Now, knowing a bit more about how he operates, it gives one a reason to go back over his writings to see if there were any clues from the beginning. Well, we all know that Kaminski writes "passionate" pieces full of FEELING. But in real life, we notice that he doesn't seem to have any of this real feeling for others. It's all a game to him. I am again reminded of something else that Lobaczewski wrote:
Our first contact with the psychopath is characterized by a talkative stream which flows with ease and avoids truly important matters with equal ease if they are uncomfortable for the speaker. His train of thought also avoids those abstract matters of human feelings and values whose representation is absent in the psychopathic world view unless, of course, he is being deliberately deceptive, in which case he will use many "feeling" words which careful scrutiny will reveal that he does not understand those words the same way normal people do. We then also feel we are dealing with an imitation of the thought patterns of normal people, in which something else is, in fact, "normal". From the logical point of view, the flow of thought is ostensibly correct, albeit perhaps removed from commonly accepted criteria. A more detailed formal analysis, however, evidences the use of many suggestive paralogisms.

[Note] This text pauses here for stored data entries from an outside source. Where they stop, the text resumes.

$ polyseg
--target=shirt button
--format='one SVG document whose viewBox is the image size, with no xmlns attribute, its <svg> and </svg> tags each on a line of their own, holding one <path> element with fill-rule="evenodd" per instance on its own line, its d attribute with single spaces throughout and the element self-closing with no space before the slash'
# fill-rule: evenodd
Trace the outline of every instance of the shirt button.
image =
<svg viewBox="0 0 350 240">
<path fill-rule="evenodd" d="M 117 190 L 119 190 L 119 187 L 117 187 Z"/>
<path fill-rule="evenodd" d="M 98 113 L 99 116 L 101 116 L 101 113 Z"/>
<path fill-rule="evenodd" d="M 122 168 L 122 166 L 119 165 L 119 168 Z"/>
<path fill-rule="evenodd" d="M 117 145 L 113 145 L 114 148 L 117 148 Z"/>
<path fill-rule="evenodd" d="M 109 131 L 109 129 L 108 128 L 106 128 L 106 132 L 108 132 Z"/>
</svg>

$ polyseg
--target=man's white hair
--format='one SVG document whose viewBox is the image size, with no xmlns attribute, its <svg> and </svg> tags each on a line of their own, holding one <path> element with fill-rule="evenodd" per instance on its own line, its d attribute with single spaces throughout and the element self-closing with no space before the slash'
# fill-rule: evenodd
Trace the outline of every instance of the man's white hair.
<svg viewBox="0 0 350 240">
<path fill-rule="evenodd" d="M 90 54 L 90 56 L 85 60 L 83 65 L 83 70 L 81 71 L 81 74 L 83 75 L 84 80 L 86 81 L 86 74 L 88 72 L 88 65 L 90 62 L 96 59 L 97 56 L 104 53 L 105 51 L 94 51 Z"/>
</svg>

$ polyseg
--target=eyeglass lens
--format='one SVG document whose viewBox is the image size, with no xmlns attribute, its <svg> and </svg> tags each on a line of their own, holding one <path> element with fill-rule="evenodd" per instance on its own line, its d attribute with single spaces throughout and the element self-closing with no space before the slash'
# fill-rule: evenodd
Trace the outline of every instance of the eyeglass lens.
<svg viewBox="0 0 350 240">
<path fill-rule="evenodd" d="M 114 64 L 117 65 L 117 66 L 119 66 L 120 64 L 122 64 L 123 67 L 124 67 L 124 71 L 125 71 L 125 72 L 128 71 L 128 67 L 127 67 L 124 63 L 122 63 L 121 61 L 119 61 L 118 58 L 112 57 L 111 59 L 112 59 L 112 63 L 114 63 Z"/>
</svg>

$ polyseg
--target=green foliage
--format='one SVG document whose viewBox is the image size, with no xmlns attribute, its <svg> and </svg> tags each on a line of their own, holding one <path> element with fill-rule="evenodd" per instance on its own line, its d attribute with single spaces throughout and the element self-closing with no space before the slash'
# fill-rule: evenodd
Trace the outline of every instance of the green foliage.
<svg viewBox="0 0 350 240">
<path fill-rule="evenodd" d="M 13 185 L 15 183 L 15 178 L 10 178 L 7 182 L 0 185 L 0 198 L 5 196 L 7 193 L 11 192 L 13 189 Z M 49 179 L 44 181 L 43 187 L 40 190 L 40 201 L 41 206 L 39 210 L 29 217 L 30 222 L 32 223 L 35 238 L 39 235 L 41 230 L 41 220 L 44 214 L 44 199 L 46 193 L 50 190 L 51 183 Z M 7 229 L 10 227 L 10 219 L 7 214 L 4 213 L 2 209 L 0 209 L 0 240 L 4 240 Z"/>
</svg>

Lastly, his very "fear" of the study of Ponerology speaks volumes. It seems to me that the only people who would be afraid of it, who would fear it as the underpinnings of a "totalitarian system," are those very individuals who would be exposed by it. As Lobaczewski writes:
This privileged class of deviants feels permanently threatened by the "others", i.e. by the majority of normal people. Neither do the pathocrats entertain any illusions about their personal fate should there be a return to the system of normal man.

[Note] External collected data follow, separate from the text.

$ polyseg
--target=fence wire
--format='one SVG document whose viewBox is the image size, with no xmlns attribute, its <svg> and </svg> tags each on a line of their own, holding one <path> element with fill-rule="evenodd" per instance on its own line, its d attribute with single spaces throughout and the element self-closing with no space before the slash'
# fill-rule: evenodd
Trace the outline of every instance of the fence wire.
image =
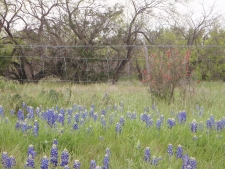
<svg viewBox="0 0 225 169">
<path fill-rule="evenodd" d="M 131 48 L 132 52 L 128 53 L 128 49 Z M 0 44 L 0 64 L 2 64 L 0 73 L 7 79 L 20 82 L 110 82 L 123 62 L 126 64 L 119 72 L 119 76 L 125 79 L 137 78 L 141 71 L 146 69 L 148 63 L 146 61 L 151 54 L 163 53 L 168 49 L 194 51 L 195 59 L 200 58 L 201 62 L 205 62 L 206 67 L 212 68 L 218 57 L 225 56 L 224 48 L 225 46 L 222 45 L 49 46 Z M 216 62 L 225 62 L 224 57 L 221 59 Z"/>
</svg>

A normal person deprived of privilege or high position will go about finding and performing some work which will earn him a living; but pathocrats never possessed any solid practical talent, and the time frame of their rule eliminates any residual possibilities of adapting to the demands of normal work. If the laws of normal man were to be reinstated, they and theirs could be subjected to judgment, including a moralizing interpretation of their psychological deviations; they would be threatened by a loss of freedom and life, not merely a loss of position and privilege. Since they are incapable of this kind of sacrifice, the survival of a system which is the best for them becomes a moral imperative. Such a threat must be battled by means of any and all psychological and political cunning implemented with a lack of scruples with regard to those other "inferior-quality" people that can be shocking in its depravity.
Considering the fact that all I have ever done has been offer kindness and support to Kaminski, his attack is all the more horrifying in its implications. Or so it seems to me.